Se puede argumentar que nada se crea de cero y que ésta es una característica estructural de nuestra cultura. Puede ser que, en diversas formas, lo retro haya existido siempre, lo que es nuevo es la manía. La razón principal es que el pasaje del mundo analógico al digital puso a nuestra disposición un archivo infinito que no ocupa un lugar y, por ello, tiene una disponibilidad inmediata y absoluta. Como nunca antes, cualquier artefacto cultural de nuestro pasado está sólo a un botón de distancia. Y, desde luego, es mucho más fácil (y mucho más redituable para nuestra industria cultural) ir hacia atrás que dedicarse a explorar lo nuevo.
El resultado es la sensación parcial de que la producción cultural se mueve a toda máquina, siguiendo el paso del progreso técnico, aunque cuando se observa a un nivel macro en verdad se siente detenida en el tiempo, como si en vez de dirigirse al futuro en compañía de la ciencia, la cultura popular hubiera entrado en un estado de atemporalidad en el que la única novedad está dada por la continua reorganización del pasado.

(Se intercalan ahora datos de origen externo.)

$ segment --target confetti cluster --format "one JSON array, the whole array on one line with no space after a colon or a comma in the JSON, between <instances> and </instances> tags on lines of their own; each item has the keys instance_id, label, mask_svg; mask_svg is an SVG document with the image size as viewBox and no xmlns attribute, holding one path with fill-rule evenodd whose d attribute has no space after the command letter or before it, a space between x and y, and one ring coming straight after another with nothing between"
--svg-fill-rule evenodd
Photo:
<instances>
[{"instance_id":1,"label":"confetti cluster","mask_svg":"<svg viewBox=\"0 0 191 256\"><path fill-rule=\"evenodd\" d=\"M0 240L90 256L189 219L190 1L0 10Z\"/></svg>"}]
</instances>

Los monstruos de Penny Dreadful, tomados de la literatura del siglo XIX, no sólo son un ejemplo más de esta tendencia, sino que la vuelven el tema de la serie ¿Qué puede ser el tópico de la transformación de muerte en vida, condensado en el monstruo de Frankenstein, sino una representación del intento de reciclar lo viejo para producir algo nuevo? En el romanticismo tardío, la criatura de Frankenstein representaba el impulso vital de la creación artística. Hoy, es inevitable ver en este ser hecho con partes muertas y ajenas algo de la dinámica de nuestra producción cultural. Nos corresponde a nosotros preguntarnos si el galvanismo que propone funciona ¿Estamos condenados a ver variaciones de lo mismo como si nuestra televisión estuviera en el loop de El día de la marmota (o el de Al filo del mañana, la reciente película con Tom Cruise que retoma exactamente… etc, etc.)? ¿O será que aquello que está fuera de la cultura de masas eventualmente ingresa para transformarla y nutrirla de novedad y, en consecuencia, es lo que debemos proteger? Penny Dreadful no sólo cita, plagia o reversiona a los muertos-vivos Drácula, Frankenstein y Dorian Gray; los convierte en un signo de nuestro tiempo.